Building a Shallow Universal Polynomial Network

PyApprox Tutorial Library

Approximate an expensive model with a shallow universal polynomial network (SUPN).

Learning Objectives

After completing this tutorial, you will be able to:

  • Write down the SUPN ansatz and identify its trainable parameters
  • Construct a SUPN with create_supn and inspect its parameter count
  • Fit a SUPN to training data with SUPNMSEFitter
  • Examine convergence as a function of network width \(N\) and polynomial degree on a smooth 1D target
  • Apply SUPNs to a 2D target and choose the hyperparameters by sweeping a small grid

Surrogate models replace expensive simulators with cheap approximations — see The Surrogate Modeling Workflow for an introduction.

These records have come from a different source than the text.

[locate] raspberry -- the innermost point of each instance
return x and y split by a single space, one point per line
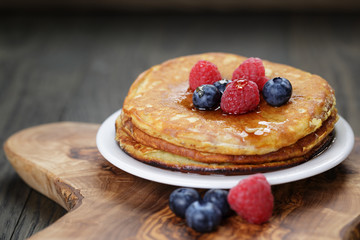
251 69
203 72
252 199
240 96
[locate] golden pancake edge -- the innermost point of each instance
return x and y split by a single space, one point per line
158 118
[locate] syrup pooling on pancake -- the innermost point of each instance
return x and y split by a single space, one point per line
159 105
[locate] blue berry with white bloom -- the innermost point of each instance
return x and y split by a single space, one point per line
277 91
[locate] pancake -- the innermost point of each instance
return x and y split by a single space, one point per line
158 115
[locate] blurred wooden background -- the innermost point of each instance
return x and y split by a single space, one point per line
67 61
189 5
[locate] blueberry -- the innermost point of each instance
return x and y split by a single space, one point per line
277 91
221 85
203 216
219 198
206 97
181 198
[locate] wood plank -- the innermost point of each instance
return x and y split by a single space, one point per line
61 161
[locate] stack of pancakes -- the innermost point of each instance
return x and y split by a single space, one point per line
159 125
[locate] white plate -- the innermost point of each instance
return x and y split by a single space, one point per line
108 147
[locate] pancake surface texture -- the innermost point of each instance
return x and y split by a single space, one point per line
158 117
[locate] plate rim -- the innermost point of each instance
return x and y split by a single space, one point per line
338 152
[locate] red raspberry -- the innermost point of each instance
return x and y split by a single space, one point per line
203 72
252 199
240 96
251 69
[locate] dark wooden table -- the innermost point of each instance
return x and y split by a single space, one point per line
78 67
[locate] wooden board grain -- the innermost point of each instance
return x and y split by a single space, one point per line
61 161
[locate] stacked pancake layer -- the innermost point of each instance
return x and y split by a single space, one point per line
158 124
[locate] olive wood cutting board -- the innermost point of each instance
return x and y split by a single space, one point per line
61 161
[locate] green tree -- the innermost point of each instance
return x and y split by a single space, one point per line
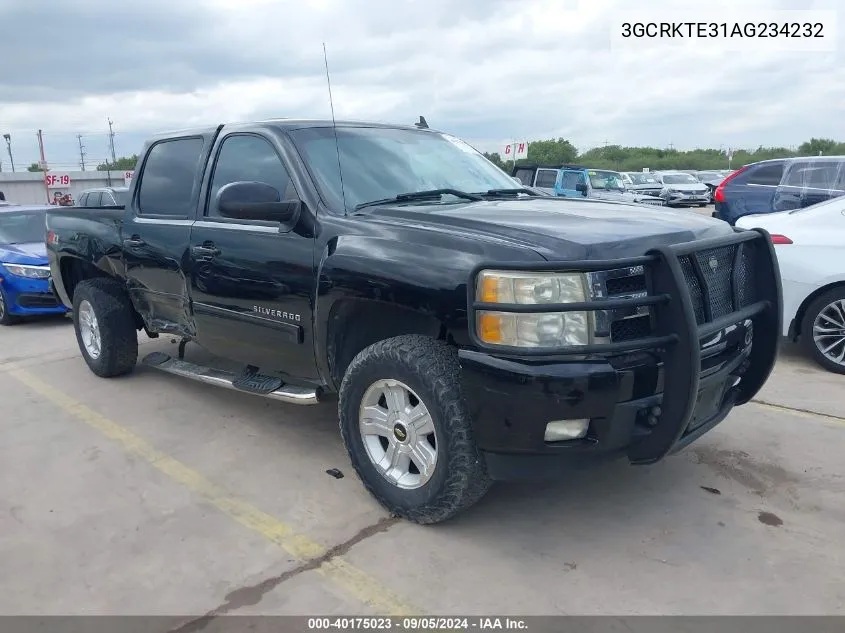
821 147
124 163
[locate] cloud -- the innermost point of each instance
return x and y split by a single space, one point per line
486 70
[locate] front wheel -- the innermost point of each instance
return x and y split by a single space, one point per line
823 330
103 319
407 429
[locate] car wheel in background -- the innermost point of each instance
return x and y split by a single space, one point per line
104 321
823 330
6 317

The shallow universal polynomial network (SUPN) (Morrow et al. 2025) is an expressive nonlinear surrogate that borrows from both polynomial chaos expansions (PCEs) and Gaussian processes (GPs). It uses the same Chebyshev basis as a PCE, but feeds linear combinations of that basis through a \(\tanh\) nonlinearity, then takes a final linear combination. The result is an expressive nonlinear surrogate with far fewer trainable parameters than a deep neural network.

The SUPN Ansatz

A SUPN approximates a target function \(f : [-1, 1]^D \to \mathbb{R}^Q\) as

\[ f_{N, \Lambda}(\mathbf{x}) = \sum_{n=1}^{N} c_n \, \tanh\!\left( \sum_{m \in \Lambda} a_{n, m} \, T_m(\mathbf{x}) \right) \]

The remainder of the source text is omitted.